Often referred to as “permanent life insurance,” whole life coverage provides financial protection that never expires, as long as premium payments are kept current. It also provides the additional benefit of an accumulating cash value that can be accessed while you’re still alive.
With permanent life insurance policies, premiums remain level throughout the life of the policy. As you get older, however, the real cost of providing your insurance protection actually increases. To make up this difference and to allow premiums to remain level, the insurance company charges more in the early years of the policy and sets the amount over and above what’s needed to pay for the protection into a separate account. This account, which is a separate part of the policy, represents the cash value.

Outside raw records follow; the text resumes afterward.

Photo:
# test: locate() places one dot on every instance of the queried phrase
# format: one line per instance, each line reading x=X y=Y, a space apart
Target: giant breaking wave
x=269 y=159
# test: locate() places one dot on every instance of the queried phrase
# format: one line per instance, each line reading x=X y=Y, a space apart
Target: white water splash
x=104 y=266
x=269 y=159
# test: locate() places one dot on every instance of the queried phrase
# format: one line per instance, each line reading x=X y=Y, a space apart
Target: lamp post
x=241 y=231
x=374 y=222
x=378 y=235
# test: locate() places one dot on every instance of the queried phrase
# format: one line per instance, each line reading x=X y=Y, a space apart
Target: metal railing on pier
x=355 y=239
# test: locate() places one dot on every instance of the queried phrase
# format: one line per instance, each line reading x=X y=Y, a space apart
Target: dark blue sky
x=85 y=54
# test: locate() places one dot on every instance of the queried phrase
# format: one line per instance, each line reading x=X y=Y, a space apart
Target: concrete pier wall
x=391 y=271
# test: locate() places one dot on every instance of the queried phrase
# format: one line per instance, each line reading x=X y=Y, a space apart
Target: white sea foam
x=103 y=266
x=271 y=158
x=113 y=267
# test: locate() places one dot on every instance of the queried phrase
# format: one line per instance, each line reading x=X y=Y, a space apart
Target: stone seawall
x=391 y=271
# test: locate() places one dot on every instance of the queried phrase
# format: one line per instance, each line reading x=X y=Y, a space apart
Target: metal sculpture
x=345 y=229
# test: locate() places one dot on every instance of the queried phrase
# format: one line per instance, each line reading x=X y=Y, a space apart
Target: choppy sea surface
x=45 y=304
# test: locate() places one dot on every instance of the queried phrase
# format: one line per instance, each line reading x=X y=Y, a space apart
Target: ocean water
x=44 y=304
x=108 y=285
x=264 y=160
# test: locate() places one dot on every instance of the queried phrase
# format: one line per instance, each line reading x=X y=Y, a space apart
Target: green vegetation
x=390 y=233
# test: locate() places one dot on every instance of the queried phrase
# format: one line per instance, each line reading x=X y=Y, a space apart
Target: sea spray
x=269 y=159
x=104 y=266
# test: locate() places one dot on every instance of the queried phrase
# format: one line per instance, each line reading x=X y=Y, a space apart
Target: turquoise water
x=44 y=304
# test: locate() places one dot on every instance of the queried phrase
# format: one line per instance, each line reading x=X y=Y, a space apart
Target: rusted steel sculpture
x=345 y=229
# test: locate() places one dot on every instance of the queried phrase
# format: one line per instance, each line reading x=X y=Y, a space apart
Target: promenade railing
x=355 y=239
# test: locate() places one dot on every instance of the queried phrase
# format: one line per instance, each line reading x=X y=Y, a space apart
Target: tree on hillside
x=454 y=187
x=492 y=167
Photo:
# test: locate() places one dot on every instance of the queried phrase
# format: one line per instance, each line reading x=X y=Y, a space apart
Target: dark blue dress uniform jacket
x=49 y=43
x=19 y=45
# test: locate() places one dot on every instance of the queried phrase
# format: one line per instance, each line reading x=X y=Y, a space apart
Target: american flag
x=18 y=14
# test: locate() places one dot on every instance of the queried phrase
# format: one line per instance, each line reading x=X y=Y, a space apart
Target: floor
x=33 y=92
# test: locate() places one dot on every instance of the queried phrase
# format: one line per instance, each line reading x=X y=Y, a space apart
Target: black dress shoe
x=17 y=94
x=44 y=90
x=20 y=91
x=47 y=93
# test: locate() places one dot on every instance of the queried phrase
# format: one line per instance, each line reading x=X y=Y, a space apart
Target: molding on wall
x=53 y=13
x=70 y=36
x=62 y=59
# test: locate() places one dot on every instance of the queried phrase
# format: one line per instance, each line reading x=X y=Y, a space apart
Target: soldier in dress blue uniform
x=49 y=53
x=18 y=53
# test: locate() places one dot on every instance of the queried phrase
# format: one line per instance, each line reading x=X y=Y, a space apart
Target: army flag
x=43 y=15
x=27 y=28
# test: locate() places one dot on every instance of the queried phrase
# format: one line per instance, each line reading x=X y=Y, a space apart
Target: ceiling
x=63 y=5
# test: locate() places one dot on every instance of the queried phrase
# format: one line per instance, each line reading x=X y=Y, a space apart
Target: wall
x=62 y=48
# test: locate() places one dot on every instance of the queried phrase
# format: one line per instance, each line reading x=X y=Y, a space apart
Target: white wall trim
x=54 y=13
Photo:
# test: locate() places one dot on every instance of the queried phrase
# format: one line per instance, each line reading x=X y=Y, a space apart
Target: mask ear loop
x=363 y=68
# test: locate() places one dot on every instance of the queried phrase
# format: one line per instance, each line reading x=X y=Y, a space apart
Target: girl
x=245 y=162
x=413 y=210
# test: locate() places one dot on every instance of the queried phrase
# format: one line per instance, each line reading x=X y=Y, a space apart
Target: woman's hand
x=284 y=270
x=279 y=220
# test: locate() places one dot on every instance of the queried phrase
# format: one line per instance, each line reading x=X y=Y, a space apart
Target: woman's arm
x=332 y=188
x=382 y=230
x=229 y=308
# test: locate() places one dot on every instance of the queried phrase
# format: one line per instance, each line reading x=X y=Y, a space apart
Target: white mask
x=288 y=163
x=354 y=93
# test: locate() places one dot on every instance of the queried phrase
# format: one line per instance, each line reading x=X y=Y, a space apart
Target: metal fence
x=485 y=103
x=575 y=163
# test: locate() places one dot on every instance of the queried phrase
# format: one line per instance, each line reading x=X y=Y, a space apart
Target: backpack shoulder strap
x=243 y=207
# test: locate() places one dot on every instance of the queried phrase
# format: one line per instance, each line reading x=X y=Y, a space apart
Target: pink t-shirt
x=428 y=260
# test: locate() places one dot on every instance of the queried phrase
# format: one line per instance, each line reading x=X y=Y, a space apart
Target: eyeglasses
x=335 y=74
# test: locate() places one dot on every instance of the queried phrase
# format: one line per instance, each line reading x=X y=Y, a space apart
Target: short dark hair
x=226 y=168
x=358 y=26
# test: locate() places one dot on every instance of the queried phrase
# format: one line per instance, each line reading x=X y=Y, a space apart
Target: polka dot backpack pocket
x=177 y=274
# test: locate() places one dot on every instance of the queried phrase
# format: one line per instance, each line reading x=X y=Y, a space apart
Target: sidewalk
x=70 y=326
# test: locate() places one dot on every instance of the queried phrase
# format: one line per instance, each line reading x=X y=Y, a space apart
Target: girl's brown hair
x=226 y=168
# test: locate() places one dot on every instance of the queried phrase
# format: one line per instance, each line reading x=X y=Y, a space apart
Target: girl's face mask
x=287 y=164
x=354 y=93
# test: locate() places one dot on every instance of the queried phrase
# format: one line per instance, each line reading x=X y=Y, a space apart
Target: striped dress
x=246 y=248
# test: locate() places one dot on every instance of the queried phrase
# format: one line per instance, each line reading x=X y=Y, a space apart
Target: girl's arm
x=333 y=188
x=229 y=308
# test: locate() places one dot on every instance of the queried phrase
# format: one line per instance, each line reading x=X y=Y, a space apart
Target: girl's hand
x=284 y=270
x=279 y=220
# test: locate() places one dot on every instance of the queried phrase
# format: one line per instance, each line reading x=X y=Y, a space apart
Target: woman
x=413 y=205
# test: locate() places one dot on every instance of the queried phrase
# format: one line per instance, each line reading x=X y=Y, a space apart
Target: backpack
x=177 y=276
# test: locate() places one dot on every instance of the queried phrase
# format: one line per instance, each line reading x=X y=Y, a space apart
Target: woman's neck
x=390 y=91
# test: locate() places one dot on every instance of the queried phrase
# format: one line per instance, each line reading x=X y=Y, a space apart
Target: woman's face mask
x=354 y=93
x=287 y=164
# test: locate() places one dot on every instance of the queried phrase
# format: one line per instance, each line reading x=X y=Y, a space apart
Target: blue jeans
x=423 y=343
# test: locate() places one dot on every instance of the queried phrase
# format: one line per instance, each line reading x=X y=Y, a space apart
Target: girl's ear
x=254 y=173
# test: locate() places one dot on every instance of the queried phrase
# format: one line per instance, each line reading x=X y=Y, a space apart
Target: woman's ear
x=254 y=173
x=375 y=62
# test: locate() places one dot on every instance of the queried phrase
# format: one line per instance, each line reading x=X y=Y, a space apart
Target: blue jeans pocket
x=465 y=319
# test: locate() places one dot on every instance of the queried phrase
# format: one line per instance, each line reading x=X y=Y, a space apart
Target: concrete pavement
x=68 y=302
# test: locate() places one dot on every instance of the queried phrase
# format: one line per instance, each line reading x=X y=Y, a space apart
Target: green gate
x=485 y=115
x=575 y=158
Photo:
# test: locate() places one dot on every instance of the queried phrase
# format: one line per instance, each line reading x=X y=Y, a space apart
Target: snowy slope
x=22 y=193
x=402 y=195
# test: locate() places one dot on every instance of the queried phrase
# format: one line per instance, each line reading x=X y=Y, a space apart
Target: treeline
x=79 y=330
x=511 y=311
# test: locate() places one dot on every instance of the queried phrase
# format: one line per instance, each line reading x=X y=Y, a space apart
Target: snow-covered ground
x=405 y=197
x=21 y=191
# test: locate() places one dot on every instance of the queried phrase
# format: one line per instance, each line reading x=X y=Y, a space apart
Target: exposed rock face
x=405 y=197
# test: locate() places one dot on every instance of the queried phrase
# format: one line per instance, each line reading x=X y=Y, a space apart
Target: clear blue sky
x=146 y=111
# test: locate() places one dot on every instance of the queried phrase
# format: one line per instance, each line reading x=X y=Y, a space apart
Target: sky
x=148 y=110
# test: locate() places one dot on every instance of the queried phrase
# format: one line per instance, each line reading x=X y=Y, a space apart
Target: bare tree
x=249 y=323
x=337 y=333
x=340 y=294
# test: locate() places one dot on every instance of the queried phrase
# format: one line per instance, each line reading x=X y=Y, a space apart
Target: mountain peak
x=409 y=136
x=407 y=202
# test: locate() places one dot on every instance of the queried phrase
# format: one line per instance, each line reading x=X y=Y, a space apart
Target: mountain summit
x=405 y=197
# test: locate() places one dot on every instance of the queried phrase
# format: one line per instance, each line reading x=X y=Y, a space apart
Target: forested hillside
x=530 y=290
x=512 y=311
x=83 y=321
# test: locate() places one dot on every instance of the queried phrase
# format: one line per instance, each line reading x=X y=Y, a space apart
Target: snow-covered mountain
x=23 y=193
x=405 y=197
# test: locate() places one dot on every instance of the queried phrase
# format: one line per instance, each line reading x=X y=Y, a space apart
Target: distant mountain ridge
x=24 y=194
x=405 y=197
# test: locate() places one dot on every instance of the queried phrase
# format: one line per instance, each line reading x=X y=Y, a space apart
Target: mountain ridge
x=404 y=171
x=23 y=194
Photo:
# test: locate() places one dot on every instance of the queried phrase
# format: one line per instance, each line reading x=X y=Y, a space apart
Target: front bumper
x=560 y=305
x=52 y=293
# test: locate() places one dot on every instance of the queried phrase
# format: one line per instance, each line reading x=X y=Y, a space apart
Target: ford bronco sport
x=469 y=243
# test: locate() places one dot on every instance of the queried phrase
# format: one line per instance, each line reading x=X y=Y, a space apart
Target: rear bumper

As the years go by, this cash accumulation may increase in value, but the cost of providing your death protection also increases. When the time comes that your level premium amount is no longer adequate to cover the cost of protection, the insurance company will subtract the needed amount from the cash value to make up the payment difference.
Guaranteed Cash Value
A permanent life insurance policy will include a stated guaranteed minimum interest rate to be paid on your cash value account. Regardless of how the economy does, you’re guaranteed to receive at least the minimum interest rate specified in your policy. If interest rates go up, the insurer may also raise your interest rate payment. No matter how low interest rates may fall, however, you’ll never earn less than the stated guaranteed interest rate.
Net Cash Value
Your policy’s net cash value is the amount of money you’ll receive at any time you cancel your permanent life policy. Every time you receive your life insurance statement, you’ll find a listing of the current accumulated cash value amount along with the net surrender value. The surrender value is usually lower than the cash value for a number of years, as part of your premiums goes toward agent commissions, office personnel salaries, lab fees, etc. Net cash value represents your cash value minus all fees, surrender charges and any outstanding loans against the policy.